The Real Problem With Todays Teenagers (And Why Most Parents Just Dont Get It!)


An address given by Rev. David B. Smith (aka. 'Fighting' Father Dave)
at the Sydney Town Hall, February 21st 2003.  Dave was addressing students, parents & teachers at the Fort Street High School speech day.

"The inspiration of a noble cause involving human interests wide and far, enables men to do things they did not dream themselves capable of before, and which they were not capable of alone. The consciousness of belonging, vitally, to something beyond individuality; of being part of a personality that reaches we know not where, in space and time, greatens the heart to the limit of the soul's ideal, and builds out the supreme of character."
(Joshua Lawrence Chamberlain, October 3, 1889)

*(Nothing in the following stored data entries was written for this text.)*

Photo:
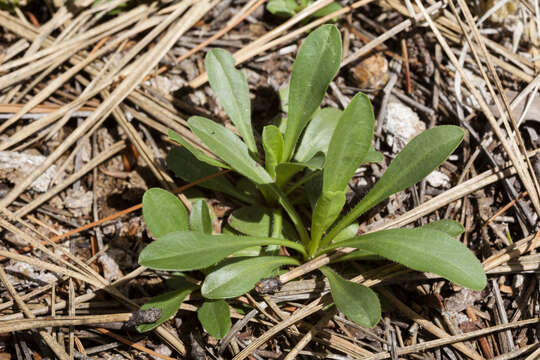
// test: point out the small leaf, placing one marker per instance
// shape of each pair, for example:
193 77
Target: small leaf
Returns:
282 8
450 227
424 250
187 167
373 156
316 64
199 218
327 209
240 276
229 148
418 159
318 133
163 212
251 220
174 136
169 303
215 317
189 250
358 302
231 89
273 148
349 145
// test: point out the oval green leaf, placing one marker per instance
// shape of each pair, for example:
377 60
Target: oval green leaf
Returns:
163 212
189 168
215 317
199 218
168 303
424 250
358 302
318 133
420 157
229 148
350 143
240 276
189 250
315 66
231 89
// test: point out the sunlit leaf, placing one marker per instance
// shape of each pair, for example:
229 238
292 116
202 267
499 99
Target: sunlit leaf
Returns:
424 249
240 276
163 212
231 89
358 302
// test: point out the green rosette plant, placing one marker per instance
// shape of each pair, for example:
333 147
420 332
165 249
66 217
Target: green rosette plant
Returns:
302 167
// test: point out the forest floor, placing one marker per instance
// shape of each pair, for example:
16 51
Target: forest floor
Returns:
88 92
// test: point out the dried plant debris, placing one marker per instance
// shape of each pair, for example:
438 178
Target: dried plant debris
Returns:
90 89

Who was Joshua Lawrence Chamberlain I might ask. No, not the one-time British Prime Minister. That was a different Chamberlain. J.L. Chamberlain was a general in the American Civil War, who fought for the North. Why mention him today? It will remain a secret at this stage.

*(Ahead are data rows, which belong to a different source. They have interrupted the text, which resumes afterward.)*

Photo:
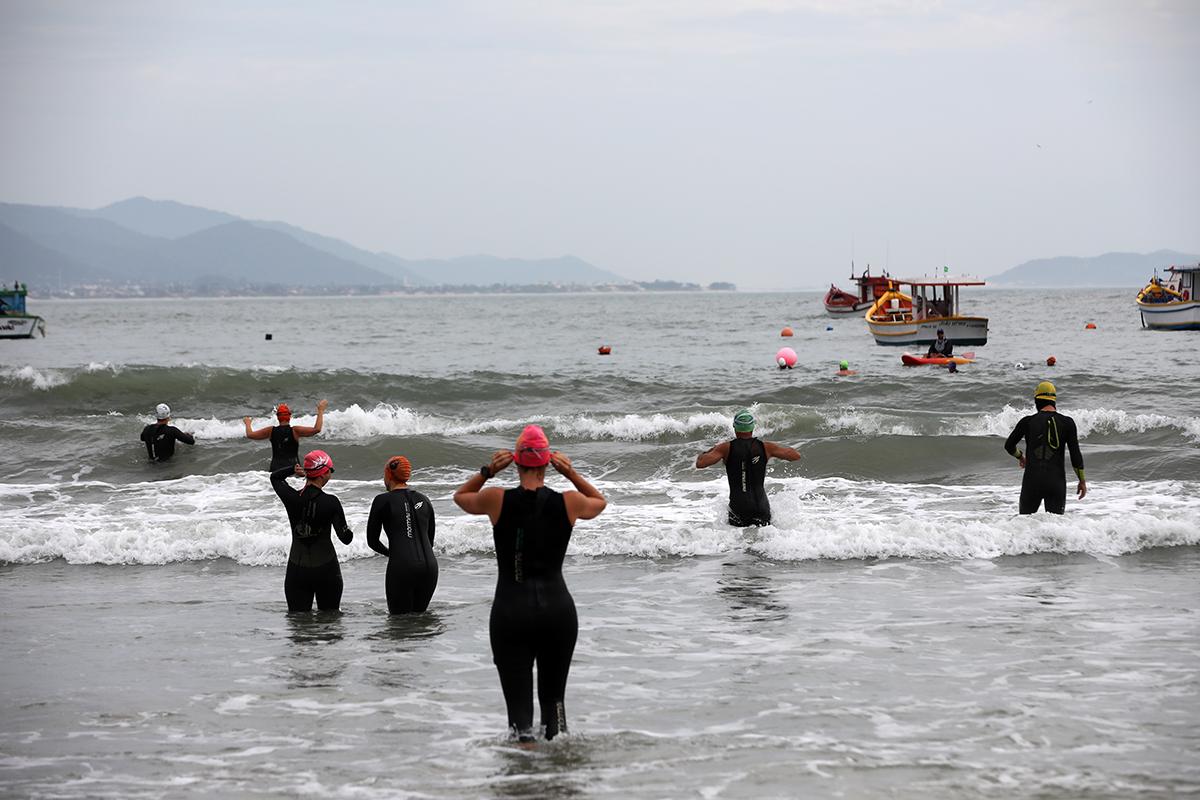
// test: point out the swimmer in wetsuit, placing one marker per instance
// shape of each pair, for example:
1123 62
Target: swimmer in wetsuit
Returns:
1047 434
161 437
745 467
312 561
533 615
285 437
407 517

My name is Dave. I generally function under the persona of 'Father Dave'. That's because I am a priest -an Anglican priest. Apart from being a priest I am also a boxer and all-round martial arts master. I am also a 'youth worker' of sorts.

In some places in the world I would be granted an enormous amount of respect because I am a priest. In this community, I find I receive more respect that I deserve on account of my reputation for hitting people. I personally believe that the only role in that list that really demands respect is the one of 'Youth Worker'

Working with young people is hard. I used to be a young person. I was a hard young person to work with. I was a difficult student at school. I went on to be an argumentative University student and then a troublesome seminary student. I've left behind me a whole string of academic institutions that have been somewhat glad to see the back of me.

Now I've been working with hard and difficult young people in Dulwich Hill for the last twelve years (which may be God's way of paying me back). Some of the young people I've worked with have really got their lives together and gone on to bigger and better things. Quite a number of them have died - mainly from overdoses but also from car accidents (often in stolen cars) and from suicide. Others I'm still working with. They're just not quite as young as they used to be.

People ask me all the time 'Dave, what do you think is the biggest problem facing young people today'. Most people think I am going to answer 'drugs'.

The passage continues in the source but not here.